Tuesday, February 22, 2011

Inside Mahler's composing hut (video)


Gustav Mahler had three composing huts, as architect Keith Clarke describes in his groundbreaking study, Mahler’s Heavenly Retreats. Mahler had a particular aversion to noise – including birdsong, the barking of his architect’s dog, and the performances of nearby military bands – but also demanded that the servant who brought him his breakfast in one of his huts left via a route that meant Mahler would not see her so his train of thought would be undisturbed. “Mahler’s need for a place away from people and noise, for peace and quiet in which to compose his music, drove him to work away from his family,” says Clarke. “He arranged for the construction of workspaces, buildings built separately from his living quarters and constructed, one after another, in three different locations. They were created for him alone and visitors were not generally welcome.”

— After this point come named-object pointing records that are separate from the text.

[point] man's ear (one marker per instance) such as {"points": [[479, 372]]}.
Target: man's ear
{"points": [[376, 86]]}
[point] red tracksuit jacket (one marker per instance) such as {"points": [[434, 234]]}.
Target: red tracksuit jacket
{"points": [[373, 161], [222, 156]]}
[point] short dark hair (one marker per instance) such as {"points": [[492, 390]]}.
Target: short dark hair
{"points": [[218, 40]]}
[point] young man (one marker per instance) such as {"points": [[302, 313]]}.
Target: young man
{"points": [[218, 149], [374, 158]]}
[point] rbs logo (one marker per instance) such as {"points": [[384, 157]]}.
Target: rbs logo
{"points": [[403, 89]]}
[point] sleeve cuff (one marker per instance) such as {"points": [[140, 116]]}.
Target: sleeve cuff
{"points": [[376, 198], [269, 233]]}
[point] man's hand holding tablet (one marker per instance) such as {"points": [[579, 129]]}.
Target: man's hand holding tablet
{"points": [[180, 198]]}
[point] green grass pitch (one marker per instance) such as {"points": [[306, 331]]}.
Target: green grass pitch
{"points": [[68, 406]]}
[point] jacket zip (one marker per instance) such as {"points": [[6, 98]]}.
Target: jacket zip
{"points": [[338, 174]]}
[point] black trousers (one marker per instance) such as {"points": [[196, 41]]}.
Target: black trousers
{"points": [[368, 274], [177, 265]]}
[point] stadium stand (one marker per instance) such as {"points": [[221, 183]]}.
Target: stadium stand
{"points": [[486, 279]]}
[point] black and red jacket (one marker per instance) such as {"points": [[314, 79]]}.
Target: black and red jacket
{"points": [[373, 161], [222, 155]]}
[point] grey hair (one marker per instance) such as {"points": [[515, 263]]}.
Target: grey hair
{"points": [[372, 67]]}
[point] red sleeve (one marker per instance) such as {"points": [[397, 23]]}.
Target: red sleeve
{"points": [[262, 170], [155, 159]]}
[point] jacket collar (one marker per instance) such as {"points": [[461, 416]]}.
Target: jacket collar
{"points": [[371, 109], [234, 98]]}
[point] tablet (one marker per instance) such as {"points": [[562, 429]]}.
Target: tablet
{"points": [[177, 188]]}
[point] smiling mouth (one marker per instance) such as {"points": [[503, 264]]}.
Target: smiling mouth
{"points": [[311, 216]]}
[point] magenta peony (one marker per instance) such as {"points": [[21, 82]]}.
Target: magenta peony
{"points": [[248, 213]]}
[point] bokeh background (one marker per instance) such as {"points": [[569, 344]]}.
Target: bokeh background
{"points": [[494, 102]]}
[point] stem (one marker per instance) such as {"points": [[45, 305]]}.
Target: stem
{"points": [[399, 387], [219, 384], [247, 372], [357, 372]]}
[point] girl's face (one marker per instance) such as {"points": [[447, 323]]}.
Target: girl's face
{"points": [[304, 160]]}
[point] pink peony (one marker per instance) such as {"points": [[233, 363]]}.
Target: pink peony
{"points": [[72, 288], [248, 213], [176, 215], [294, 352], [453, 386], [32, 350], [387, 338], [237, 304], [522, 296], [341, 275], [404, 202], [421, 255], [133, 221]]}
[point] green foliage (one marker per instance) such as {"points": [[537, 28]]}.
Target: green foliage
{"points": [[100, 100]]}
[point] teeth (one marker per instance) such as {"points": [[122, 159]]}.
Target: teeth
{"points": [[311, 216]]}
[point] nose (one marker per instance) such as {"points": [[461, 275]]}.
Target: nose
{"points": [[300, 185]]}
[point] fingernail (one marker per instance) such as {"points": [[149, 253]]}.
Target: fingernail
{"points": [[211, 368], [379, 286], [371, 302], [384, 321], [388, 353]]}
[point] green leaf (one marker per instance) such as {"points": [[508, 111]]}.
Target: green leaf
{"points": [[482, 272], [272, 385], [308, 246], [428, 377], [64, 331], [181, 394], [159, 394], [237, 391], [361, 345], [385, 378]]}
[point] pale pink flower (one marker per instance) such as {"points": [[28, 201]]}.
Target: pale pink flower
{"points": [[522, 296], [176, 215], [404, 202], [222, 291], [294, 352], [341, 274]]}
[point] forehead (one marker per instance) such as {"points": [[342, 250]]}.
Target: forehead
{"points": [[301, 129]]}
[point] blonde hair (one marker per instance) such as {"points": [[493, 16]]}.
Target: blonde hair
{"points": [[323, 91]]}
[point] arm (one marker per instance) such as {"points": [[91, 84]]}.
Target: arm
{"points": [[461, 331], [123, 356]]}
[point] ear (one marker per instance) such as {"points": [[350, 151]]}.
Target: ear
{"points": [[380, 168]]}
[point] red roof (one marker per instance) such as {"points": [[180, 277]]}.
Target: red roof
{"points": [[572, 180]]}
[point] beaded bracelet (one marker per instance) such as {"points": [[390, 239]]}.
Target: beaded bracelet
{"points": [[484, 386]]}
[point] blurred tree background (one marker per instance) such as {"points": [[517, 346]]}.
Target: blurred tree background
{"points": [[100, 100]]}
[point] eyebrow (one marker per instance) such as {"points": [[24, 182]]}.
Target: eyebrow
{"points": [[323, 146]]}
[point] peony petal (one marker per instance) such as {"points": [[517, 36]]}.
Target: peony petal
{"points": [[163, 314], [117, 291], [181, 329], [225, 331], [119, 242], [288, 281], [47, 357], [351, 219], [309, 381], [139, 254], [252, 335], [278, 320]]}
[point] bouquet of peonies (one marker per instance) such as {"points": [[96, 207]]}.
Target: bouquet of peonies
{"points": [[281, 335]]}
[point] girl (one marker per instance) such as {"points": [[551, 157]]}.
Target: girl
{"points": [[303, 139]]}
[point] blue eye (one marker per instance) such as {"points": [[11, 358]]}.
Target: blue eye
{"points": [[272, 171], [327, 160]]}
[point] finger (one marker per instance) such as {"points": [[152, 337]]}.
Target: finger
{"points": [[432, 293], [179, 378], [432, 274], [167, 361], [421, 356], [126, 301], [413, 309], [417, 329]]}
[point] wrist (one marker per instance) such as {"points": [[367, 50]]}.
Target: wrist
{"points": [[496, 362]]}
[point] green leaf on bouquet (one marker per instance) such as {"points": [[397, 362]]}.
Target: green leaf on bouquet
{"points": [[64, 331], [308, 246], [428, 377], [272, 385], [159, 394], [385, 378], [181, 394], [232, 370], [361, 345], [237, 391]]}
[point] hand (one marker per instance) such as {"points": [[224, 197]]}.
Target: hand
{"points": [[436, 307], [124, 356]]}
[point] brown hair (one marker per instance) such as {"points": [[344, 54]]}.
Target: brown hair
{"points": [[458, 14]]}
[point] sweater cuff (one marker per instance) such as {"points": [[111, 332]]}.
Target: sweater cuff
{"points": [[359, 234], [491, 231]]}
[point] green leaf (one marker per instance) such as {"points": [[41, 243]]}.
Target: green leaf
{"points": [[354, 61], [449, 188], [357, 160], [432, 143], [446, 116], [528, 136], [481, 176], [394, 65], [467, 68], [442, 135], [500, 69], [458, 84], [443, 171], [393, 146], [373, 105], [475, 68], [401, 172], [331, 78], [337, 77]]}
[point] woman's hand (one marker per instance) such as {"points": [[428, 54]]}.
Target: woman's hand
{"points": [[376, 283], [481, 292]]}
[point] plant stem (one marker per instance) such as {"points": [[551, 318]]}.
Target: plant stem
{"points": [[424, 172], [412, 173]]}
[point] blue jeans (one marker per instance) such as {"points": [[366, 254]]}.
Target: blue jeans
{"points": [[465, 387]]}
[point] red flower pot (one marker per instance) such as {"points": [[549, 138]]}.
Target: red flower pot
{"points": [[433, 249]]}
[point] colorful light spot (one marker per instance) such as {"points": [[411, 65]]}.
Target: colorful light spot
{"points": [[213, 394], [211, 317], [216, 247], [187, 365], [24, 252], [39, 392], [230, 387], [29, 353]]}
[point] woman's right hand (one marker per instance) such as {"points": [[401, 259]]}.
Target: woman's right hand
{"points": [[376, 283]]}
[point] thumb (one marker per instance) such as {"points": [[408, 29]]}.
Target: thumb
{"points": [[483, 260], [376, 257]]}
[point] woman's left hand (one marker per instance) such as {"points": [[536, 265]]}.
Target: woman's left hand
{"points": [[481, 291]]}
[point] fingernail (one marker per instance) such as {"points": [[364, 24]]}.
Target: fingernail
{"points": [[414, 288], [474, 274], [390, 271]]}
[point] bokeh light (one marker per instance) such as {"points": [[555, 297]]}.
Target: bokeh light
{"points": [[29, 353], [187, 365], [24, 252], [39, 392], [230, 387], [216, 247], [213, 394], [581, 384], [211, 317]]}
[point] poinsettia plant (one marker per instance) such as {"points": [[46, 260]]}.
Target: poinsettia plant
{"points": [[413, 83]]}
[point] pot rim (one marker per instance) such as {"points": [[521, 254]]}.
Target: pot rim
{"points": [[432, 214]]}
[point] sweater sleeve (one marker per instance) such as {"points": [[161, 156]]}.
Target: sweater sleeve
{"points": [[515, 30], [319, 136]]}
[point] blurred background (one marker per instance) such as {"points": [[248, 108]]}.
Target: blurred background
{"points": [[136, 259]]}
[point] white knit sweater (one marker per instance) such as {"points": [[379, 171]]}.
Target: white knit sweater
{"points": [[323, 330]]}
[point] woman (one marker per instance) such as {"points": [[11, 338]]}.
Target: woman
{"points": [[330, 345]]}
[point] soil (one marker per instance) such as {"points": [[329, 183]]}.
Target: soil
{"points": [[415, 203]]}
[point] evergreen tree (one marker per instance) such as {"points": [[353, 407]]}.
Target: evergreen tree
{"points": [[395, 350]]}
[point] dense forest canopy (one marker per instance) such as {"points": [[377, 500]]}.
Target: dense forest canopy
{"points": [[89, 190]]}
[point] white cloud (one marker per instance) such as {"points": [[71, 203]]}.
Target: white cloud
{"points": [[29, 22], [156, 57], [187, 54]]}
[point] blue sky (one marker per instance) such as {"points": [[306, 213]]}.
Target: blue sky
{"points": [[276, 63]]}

Mahler had composing huts at Steinbach (where the video above is shot), not far from Salzburg, where he wrote part of his second and all of his third symphony; Maernigg in southern Austria (symphonies four to eight); and Dobbiaco on the border of Italy and Austria (Das Lied von der Erde, his ninth symphony and sketches for the tenth). “Mahler’s Third, his Nature Symphony, is a celebration of the natural world in all its forms, its beauty, serenity and power, its comic and grotesque,” says Clarke. “The heavenly retreat at Steinbach, perhaps like no other, perfectly served Mahler’s needs. It was a laboratory for his art.” Director Ken Russell also made use of Mahler’s huts in his film on the great composer, including a scene where one of them gets burnt to a crisp.